Revealed: How crossdressing spy spooked foreign office
SPIES might be supposed to be masters of disguise, but a British intelligence officer caused embarrassment to his political masters through his penchant for dressing up, according to official papers released yesterday.
Lieutenant Colonel Dudley Clarke, a key Middle East figure in the Second World War, set alarm bells ringing when he was arrested in Madrid dressed as a woman.
National Archives files show that Lt Col Clarke – supposed to be travelling undercover as a war correspondent for 'The Times' – had stopped off in the Spanish capital on his way to Egypt in October 1941.

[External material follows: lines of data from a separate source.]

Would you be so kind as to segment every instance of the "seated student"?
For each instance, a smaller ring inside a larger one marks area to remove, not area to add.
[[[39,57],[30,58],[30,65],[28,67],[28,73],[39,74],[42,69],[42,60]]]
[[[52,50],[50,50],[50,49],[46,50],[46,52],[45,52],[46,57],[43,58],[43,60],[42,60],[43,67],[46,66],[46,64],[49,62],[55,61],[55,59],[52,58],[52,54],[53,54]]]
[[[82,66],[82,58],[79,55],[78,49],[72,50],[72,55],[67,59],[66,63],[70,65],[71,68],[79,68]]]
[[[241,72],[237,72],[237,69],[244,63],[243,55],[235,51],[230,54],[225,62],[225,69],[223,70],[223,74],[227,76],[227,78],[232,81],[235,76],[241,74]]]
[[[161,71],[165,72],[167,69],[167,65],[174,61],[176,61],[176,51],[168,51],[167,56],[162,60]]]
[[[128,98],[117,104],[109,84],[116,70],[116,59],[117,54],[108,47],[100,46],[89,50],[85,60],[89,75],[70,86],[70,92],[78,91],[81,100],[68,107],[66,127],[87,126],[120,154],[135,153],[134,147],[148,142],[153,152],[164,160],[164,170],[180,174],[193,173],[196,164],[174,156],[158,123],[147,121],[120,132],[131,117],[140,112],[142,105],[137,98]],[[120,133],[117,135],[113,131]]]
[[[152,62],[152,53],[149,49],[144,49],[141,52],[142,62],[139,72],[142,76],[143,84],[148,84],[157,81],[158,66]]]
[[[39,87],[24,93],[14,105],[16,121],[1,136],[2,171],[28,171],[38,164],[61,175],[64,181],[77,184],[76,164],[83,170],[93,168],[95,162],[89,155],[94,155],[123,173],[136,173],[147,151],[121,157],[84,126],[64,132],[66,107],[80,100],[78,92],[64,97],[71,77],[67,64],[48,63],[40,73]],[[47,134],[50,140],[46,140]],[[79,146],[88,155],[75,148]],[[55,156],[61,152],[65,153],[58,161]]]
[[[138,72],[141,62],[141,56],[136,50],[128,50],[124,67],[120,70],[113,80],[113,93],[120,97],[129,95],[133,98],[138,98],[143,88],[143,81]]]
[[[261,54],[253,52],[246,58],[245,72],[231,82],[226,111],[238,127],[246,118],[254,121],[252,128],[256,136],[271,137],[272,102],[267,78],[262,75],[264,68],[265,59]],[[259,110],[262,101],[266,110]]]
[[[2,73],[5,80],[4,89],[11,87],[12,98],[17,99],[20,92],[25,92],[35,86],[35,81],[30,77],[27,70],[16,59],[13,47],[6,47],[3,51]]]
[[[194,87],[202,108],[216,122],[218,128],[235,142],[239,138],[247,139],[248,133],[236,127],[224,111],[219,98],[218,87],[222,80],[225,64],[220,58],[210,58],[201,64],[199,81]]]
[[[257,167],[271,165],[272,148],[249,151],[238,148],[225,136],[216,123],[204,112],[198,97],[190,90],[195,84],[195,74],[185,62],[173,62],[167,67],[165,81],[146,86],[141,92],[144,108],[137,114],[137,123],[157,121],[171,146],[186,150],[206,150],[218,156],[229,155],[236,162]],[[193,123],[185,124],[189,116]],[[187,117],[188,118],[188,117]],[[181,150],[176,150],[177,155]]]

The embassy cabled London: "Last night he was arrested in a main street dressed, down to a brassiere, as a woman."
He told Spanish police he was a novelist and had "wanted to study the reactions of men to women in the streets".
When the British consul visited him, he found Lt Col Clarke "unconcerned" by his predicament saying he had been taking the clothes to a woman in Gibraltar and had put them on as a "prank".
"This hardly squares with the fact that the garments and shoes fitted him," the embassy noted.
While the Spanish police were inclined to treat it as a "homosexual affair" and release him with a fine, the local Germans believed it was a "first-class espionage incident".
"I need hardly point out the damage this incident will do to us and 'The Times' here," the embassy warned. "Jokes have already begun about 'the editor' of 'The Times' masquerading as a woman."
Prime minister Winston Churchill was informed, and instructions were sent to get Clarke Gibraltar out of as soon as possible.